At the end of the documentary there was an "In Memoriam Card" for:
- Larry Gelbart (1928-2009) - Executive Producer / Cause : Cancer / Age : 81
- Gene Reynolds (1923-2020) - Executive Producer / Cause: Heart Failure / Age : 96
- Burt Metcalfe (1935-2022) - Producer / Cause: Old Age / Age: 87
- William Christopher (1932-2016) - Actor (Father Mulcahy) / Cause: Non-Small Cell Lung Cancer / Age: 84
- Larry Linville (1939-2000) - Actor (Major Frank Burns) / Cause: Pneumonia from Postoperative Complications of Cancer / Age: 60
- Harry Morgan (1915-2011) - Actor (Colonel Sherman T. Potter) / Cause: Pneumonia / Age: 96
- Wayne Rogers (1933-2015) - Actor (Captain "Trapper" John McIntyre) / Cause: Pneumonia / Age: 82
- McLean Stevenson (1927-1996) - Actor (Lieutenant Colonel Henry Blake) / Cause: Heart Attack / Age: 68
- David Ogden Stiers (1942-2018) - Actor (Major Charles Emerson Winchester III) / Cause: Bladder Cancer / Age: 75
In 2018, Alan Alda revealed that he was diagnosed with Parkinson's disease. The neurodegenerative disorder targets the the central nervous system that affects movement, often causing tremors.
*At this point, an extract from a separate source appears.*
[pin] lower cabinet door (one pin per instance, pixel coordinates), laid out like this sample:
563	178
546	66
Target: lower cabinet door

On June 11,1997, Larry Gelbart, Larry Linville, and David Ogden Stiers, attended the decommissioning ceremony of one of the few remaining MASH units, in Seoul, South Korea. It was supplanted by a CSH, Combat Support Hospital, or Deployable Medical Systems (DEPMEDS), also known as a Deployable Field Hospital.
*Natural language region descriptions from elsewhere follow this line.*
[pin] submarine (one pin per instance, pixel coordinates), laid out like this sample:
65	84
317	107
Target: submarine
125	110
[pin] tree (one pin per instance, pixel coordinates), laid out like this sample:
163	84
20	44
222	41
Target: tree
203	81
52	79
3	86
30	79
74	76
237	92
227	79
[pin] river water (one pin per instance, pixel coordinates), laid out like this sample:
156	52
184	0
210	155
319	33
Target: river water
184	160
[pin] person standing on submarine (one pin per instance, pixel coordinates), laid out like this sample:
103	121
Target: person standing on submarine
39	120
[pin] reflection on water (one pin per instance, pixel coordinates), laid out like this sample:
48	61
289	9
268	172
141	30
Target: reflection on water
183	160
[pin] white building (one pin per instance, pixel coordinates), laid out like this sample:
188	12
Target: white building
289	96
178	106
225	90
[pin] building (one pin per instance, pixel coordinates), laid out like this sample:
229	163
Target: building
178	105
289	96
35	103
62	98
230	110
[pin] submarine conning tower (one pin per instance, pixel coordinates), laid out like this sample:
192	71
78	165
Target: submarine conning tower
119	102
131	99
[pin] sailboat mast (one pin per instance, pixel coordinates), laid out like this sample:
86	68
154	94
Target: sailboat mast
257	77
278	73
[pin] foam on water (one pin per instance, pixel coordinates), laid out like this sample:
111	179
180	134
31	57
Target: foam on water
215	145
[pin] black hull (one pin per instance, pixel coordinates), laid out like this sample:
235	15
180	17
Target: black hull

CSH is a combat area support hospital. That is the hospital is generally fixed to one location and can provide a bit more care than immediate trauma and emergency surgery. MASH, on the other hand, is a mobile army surgical hospital. The idea was to bring the life saving surgery as close to the fighting as possible. Since the military transportation has gotten better and medical procedures have improved, there is not as much of a need to move the hospital close to the fighting. I is better to keep the hospital in one place and move the casualties.